In the meantime, however, growing nationwide fame, the entry into the competitive Chinese market of many reputable international computer companies and the declara- tion of bankruptcy in 1992 by the renounced Wang An Company, a computer company headquartered in Massachusetts specializing especially in word processing, all made Shi Yuzhu rethink the future of the company. He initiated new business strategies essentially through diversifying the company’s activities. The company’s major new ventures were in real estate investment and healthcare products. The real estate venture failed as a result of a number of problems within the company including mismanagement, overexpansion and overinvestment. The planned construction of a 70-story skyscraper failed to materialize and the company fell into a grave financial crisis as it had borrowed money heavily from various places. By 1997, Shi Yuzhu had become a notorious financial failure and was even referred to as China’s number-one debtor as a result of the massive debt his company had incurred. Over the next few years, he seemed to disappear from the public scene. Meanwhile, he quietly led a small group of researchers working on a new health supplement in Shanghai.

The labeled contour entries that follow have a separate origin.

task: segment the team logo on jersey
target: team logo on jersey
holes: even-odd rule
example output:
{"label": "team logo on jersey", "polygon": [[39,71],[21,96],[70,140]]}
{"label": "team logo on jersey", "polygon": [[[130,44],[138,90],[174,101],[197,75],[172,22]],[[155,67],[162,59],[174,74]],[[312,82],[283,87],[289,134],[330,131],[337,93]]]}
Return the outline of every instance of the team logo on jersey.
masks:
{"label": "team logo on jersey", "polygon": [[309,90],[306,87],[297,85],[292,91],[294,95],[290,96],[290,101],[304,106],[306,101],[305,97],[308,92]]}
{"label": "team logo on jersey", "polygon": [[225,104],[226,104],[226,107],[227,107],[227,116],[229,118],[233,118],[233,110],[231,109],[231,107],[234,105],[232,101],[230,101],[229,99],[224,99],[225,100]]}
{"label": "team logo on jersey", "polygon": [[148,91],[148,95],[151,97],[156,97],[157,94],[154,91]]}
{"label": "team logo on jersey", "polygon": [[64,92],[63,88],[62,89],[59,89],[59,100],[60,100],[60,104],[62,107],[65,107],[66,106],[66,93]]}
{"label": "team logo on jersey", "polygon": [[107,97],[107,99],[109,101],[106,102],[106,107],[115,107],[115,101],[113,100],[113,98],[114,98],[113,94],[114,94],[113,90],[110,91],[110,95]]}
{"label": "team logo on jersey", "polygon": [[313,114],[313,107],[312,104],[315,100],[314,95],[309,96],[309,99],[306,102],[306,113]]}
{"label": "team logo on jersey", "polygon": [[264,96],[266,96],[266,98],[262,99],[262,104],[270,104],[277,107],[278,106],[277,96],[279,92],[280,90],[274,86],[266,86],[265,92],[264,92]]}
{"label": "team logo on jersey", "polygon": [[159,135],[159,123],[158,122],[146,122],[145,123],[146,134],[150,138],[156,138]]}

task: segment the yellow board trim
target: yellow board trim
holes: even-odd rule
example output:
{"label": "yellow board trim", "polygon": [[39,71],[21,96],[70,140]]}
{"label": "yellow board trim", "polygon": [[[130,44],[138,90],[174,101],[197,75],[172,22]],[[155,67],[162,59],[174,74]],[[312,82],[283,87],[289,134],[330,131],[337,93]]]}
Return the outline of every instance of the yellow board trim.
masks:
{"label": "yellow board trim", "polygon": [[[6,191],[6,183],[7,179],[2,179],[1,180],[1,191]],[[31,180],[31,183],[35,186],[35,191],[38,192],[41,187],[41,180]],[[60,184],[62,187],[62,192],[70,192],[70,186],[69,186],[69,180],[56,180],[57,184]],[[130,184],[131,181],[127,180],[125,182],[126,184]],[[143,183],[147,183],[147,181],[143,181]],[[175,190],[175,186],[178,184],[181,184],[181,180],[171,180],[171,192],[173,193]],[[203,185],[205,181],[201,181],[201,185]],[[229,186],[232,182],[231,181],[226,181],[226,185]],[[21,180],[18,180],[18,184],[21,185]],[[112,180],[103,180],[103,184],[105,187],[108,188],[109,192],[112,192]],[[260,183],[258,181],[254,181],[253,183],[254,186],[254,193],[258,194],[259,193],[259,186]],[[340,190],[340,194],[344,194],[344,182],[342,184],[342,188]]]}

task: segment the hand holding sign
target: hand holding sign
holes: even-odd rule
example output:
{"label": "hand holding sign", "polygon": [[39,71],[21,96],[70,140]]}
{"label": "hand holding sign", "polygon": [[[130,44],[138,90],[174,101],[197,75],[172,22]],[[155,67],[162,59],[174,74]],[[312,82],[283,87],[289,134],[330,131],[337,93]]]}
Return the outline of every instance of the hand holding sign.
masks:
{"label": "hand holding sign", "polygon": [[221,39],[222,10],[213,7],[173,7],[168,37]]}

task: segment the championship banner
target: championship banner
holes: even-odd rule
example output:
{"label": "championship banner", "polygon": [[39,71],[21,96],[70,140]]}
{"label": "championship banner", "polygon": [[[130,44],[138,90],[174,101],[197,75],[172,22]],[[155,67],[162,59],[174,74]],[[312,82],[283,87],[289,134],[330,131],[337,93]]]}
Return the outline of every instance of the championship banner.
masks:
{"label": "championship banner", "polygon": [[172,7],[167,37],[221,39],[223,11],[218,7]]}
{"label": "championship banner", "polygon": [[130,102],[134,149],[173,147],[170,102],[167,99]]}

Thus, in the early 2000s, Shi re-entered the business community, launching onto the market Nao Bai Jin (platinum gold), a melatonin health product. Shi started a vigorous television campaign, proclaiming the brand as something pertaining to a miracle substance and essential to facilitate sleep, maintain good health, and prolong life. Using catchy phrases, the advertising campaign proclaimed Nao Bai Jin as the most desirable gift to one’s parents. The highly effective (if somewhat controversial) television ads for the brand helped build a solid sales base and generated billions of yuan for Shi and his company. The spectacular sales of Nao Bai Jin became one of the great growth and marketing stories. Shi Yuzhu was successful once again.
Gradually as television viewers experienced fatigue with the bombardment of Shi’s advertisement, they also began to express doubts about the miraculous effects of the health products as proclaimed by Shi Yuzhu’s company. Consequently, sales started to fall. Shi made a surprise move once again, selling the business and then launching an online game, Zhengtu, in 2004. Over the next few years, the multiplayer online game attracted over one million players, became one of the largest gaming sites in China, and generated huge revenue for Shi’s company. Shi came under fire again for his marketing strategies as the company ran TV adverts despite the official ban on video game commercials on TV and also, among other things, for Zhengtu’s alleged violent content.